The U.S. food system, from triumph to falter, has never been more on display than during the COVID-19 pandemic. Spotlights can cause reform and that is exactly what is in the works with the recently revised “Cattle Price Discovery and Transparency Act.”

The bill would establish 5-7 regions in the U.S. where minimum levels of fed cattle purchases must be made through “approved pricing mechanisms.” The bill would also create a publicly available library of marketing contracts.

The four Senators introducing the bill are: Deb Fischer (R-Neb.), Jon Tester (D-Mont.), Ron Wyden (D-Ore.) and Chuck Grassley (R-Iowa).

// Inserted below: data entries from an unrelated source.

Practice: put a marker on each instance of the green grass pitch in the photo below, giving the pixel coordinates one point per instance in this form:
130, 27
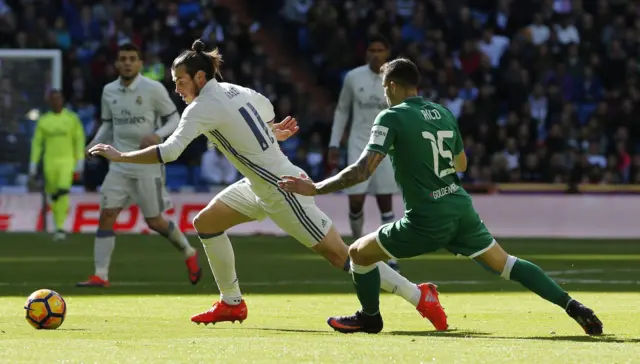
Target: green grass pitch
144, 316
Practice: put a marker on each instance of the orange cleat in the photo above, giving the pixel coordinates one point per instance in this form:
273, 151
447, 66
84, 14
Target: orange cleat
94, 281
195, 272
429, 306
221, 312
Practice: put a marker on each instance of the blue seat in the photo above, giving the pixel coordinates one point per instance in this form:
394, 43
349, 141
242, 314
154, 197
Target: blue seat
7, 169
177, 176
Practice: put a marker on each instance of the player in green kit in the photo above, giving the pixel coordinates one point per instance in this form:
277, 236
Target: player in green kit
426, 151
59, 141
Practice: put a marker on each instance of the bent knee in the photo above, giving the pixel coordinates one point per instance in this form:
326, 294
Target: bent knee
155, 223
336, 260
206, 221
198, 220
107, 218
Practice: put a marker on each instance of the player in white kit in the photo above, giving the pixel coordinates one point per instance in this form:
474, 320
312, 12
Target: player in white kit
136, 112
362, 99
239, 121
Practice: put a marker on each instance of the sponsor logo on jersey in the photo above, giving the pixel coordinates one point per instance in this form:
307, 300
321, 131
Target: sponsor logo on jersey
378, 134
374, 102
126, 118
445, 191
232, 92
432, 114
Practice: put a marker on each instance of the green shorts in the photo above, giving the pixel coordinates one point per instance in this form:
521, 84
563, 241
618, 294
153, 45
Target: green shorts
465, 236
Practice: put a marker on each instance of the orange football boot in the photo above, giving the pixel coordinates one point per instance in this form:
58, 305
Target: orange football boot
195, 272
221, 312
93, 281
429, 306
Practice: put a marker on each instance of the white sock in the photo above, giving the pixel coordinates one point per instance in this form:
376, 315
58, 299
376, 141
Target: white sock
392, 281
103, 245
357, 221
223, 265
177, 238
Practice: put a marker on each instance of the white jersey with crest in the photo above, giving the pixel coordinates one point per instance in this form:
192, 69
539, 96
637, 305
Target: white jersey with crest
131, 112
235, 119
361, 100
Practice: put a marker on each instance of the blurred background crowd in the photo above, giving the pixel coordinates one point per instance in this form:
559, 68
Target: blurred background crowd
544, 90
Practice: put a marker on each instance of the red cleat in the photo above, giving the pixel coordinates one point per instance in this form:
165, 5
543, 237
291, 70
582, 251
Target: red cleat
221, 312
93, 281
195, 272
430, 308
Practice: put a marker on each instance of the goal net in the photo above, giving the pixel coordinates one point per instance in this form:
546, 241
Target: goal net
26, 76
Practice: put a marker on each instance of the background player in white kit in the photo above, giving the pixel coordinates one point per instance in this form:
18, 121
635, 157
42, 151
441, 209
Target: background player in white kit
136, 112
362, 99
239, 121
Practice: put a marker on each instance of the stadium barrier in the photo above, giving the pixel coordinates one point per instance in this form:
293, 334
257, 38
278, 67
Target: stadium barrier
539, 215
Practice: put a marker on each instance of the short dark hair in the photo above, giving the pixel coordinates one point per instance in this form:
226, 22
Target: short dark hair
379, 38
401, 71
129, 47
196, 59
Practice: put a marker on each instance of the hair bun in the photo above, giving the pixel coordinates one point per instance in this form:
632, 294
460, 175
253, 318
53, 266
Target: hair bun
198, 46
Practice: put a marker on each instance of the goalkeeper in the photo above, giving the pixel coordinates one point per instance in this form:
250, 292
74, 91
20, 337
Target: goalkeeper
59, 140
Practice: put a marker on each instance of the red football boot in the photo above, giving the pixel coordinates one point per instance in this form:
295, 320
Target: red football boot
430, 308
195, 272
94, 281
221, 312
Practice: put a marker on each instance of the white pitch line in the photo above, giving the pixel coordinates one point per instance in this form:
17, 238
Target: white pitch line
306, 283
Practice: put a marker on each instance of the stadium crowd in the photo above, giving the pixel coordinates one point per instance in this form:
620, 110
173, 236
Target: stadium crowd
544, 90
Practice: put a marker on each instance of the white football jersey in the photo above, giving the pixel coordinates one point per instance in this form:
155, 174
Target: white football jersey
132, 112
362, 99
235, 119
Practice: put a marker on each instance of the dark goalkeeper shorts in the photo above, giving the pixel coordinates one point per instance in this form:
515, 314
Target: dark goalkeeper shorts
467, 236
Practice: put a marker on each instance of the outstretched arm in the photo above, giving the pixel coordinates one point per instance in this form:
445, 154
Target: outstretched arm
190, 127
356, 173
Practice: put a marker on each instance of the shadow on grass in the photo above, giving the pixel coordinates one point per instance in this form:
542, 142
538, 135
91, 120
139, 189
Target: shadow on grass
464, 334
148, 265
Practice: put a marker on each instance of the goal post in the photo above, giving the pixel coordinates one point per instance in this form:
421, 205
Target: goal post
27, 75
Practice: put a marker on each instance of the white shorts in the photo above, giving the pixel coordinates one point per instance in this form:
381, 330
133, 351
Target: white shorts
149, 193
381, 182
296, 215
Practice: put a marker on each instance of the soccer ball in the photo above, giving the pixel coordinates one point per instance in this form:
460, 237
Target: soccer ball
45, 309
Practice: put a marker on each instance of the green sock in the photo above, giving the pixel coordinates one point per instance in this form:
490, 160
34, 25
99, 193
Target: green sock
368, 290
538, 282
60, 207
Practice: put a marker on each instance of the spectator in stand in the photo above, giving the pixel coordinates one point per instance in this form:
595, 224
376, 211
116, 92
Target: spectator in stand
553, 77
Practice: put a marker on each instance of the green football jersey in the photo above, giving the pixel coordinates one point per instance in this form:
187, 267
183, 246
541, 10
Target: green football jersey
422, 139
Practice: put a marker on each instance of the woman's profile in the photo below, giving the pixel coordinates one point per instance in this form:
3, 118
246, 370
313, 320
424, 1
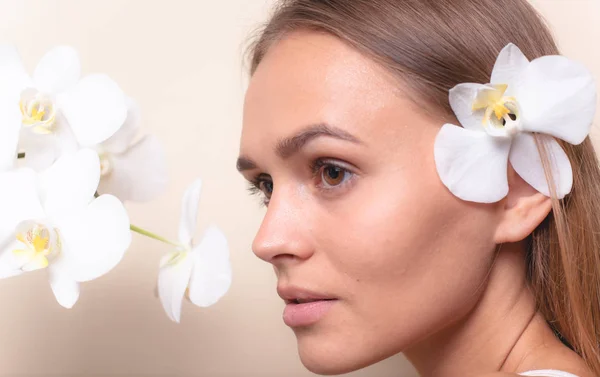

Even with its bipartisan backing, Grassley says the White House has not signed off…

“I think, with Secretary Vilsack working so closely with us, and a Democrat chairman of the Agriculture Committee working with us, that there’s no doubt that we’ve got something that the president would sign.”

Grassley argues there's never been this much "momentum" for broader price reporting and regional negotiated pricing at the grassroots and in Congress—despite opposition from the National Cattlemen's Beef Association and the American Farm Bureau…

“We have waited long enough. Cattle producers going broke, while the ‘big four packers’ record the highest profits ever.”

Grassley doesn’t have a hearing date yet but says he and cosponsor Deb Fisher are asking Chair Debbie Stabenow to schedule one, probably likely after the Easter/Passover break.